Il appelle également à la solidarité avec la Palestine et la vigilance quant à une intervention américaine contre le Venezuela et la Bolivie.

Pour résumer, l'Appel de Bamako, élaboré sur la base des thèmes principaux discutés dans les groupes de travail, exprime son désir de :

(i) forger un internationalisme qui rassemble les peuples du Sud et du Nord souffrant des ravages engendrés par la dictature des marchés financiers et par le déploiement mondial incontrôlé des multinationales;

(ii) forger une solidarité des peuples d'Asie, d'Afrique, d'Europe et des Amériques confrontés aux défis du développement au XXIe siècle;

(iii) parvenir à un consensus politique, économique et culturel qui soit une alternative à la mondialisation militarisée néolibérale ainsi qu'à l'hégémonie des Etats-Unis et de leurs alliés.

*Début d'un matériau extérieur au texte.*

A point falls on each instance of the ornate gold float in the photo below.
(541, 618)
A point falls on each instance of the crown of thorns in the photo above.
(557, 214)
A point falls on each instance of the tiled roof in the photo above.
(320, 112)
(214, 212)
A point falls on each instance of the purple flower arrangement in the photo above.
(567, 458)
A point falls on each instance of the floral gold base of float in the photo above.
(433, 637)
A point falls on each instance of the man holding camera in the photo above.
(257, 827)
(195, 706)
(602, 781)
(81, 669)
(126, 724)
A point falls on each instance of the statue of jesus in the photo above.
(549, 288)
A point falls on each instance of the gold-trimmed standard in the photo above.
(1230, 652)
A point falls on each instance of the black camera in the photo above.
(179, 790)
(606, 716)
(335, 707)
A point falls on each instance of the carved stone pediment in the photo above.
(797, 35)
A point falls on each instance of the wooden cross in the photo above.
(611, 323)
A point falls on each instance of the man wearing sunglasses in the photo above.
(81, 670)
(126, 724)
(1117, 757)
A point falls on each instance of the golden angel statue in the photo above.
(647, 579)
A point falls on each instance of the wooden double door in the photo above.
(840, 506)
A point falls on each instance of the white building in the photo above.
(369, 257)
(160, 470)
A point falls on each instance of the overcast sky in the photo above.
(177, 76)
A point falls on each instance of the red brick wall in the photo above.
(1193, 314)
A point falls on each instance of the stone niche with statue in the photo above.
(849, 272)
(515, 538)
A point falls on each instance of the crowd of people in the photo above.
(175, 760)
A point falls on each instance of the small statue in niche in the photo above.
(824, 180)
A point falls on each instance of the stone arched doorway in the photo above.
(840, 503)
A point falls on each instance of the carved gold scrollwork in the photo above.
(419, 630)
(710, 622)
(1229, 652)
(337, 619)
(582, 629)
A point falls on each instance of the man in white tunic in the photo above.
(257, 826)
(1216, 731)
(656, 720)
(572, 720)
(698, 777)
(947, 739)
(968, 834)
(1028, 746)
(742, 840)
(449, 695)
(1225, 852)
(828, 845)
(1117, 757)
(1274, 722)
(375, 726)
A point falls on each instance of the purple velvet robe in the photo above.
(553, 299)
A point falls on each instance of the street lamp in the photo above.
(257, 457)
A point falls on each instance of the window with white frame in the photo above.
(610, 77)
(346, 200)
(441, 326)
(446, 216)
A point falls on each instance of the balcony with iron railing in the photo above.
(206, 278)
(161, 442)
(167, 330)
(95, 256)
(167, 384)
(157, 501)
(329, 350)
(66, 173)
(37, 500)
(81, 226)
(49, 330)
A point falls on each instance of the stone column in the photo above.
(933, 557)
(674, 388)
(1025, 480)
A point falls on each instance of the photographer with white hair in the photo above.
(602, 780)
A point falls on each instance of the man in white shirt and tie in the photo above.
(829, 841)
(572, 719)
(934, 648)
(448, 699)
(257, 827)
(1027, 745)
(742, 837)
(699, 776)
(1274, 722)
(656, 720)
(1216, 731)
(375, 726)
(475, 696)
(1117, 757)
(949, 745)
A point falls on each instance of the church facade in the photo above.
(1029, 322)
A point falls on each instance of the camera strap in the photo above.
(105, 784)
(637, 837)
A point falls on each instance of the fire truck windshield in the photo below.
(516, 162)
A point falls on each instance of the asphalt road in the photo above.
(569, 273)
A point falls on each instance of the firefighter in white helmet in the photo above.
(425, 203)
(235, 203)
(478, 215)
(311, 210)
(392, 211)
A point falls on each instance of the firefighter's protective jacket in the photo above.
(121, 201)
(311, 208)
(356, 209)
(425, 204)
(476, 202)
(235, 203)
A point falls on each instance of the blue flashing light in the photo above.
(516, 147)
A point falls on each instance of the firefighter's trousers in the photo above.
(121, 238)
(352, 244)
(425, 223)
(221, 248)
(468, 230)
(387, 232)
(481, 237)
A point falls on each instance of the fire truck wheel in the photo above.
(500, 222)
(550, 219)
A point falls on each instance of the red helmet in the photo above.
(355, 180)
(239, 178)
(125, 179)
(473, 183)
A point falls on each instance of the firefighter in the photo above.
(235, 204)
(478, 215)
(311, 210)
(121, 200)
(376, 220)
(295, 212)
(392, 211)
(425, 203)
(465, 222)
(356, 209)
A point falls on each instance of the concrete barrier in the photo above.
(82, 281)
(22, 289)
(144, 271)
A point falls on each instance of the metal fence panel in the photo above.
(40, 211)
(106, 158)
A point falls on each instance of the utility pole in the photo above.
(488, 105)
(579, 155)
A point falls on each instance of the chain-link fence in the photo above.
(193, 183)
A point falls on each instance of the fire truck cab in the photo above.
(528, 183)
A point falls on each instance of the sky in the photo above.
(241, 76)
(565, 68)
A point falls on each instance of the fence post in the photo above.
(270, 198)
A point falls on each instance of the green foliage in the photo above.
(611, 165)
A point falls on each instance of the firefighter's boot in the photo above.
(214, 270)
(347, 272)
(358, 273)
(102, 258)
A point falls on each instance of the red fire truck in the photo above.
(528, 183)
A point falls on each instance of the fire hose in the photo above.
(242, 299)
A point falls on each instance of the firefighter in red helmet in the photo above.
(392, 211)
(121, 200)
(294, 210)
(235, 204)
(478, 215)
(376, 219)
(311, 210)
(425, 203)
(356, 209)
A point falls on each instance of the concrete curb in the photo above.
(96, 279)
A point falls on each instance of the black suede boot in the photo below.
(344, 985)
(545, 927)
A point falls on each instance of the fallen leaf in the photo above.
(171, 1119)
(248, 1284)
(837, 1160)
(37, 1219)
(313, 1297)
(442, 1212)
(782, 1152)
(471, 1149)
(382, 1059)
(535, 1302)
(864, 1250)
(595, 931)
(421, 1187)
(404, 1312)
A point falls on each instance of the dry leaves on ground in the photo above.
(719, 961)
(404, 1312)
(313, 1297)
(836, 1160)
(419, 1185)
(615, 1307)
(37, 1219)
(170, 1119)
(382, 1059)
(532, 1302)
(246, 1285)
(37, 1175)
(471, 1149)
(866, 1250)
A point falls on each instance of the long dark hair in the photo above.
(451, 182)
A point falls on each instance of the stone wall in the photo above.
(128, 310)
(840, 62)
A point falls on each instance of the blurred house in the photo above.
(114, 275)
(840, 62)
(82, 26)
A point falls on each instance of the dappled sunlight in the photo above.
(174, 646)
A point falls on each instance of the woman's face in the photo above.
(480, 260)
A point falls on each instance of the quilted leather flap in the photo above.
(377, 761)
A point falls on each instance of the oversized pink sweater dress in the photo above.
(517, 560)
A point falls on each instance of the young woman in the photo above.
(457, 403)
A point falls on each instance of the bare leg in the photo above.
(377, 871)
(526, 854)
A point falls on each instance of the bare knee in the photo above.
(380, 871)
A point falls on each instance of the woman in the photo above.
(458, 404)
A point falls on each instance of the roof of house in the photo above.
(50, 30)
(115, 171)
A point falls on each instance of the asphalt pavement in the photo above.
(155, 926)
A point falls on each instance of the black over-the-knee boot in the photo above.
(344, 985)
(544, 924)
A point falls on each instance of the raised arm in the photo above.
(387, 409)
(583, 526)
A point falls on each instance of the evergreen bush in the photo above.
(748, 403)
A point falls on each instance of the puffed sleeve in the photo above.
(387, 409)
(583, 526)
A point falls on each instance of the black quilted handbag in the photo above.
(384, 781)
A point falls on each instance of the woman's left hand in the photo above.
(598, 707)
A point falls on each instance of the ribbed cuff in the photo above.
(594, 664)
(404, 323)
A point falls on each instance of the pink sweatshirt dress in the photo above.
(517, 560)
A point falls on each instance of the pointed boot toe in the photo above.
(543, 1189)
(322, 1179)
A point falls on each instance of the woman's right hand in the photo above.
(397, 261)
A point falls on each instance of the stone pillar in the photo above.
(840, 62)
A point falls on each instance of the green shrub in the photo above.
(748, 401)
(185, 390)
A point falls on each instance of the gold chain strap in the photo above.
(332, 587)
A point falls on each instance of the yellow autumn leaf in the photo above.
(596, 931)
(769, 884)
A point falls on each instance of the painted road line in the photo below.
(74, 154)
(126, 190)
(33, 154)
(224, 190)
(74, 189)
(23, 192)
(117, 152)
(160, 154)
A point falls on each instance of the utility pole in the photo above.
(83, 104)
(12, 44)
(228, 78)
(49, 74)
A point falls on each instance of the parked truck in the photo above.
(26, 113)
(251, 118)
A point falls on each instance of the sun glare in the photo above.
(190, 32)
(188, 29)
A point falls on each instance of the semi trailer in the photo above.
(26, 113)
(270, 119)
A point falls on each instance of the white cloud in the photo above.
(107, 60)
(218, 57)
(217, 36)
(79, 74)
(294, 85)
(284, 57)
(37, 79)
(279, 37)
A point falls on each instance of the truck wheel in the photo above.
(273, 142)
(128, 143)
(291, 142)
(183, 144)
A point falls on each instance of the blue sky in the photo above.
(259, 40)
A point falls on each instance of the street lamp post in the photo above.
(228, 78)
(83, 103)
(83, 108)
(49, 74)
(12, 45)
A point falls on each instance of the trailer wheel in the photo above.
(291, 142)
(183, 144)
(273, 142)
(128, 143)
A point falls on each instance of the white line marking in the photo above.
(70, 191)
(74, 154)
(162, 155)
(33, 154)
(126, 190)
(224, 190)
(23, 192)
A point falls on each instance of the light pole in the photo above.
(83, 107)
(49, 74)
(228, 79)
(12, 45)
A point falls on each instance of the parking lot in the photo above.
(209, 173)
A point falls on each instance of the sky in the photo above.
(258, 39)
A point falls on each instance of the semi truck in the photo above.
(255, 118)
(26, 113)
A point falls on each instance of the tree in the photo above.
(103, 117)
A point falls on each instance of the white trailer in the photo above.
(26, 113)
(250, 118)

A Caracas (Venezuela), où la seconde session du FSM Polycentrique s'est terminée le 30 janvier, le Président Hugo Chavez a préconisé la création d'une organisation internationale qui décide d'actions anti-impérialistes.

Il est prévu que le FSM 2007 se déroule à Nairobi (Kenya).

Catalinotto représentait le Centre d'Action International (International Action Center – USA) aux réunions qui lancèrent l'Appel de Bamako.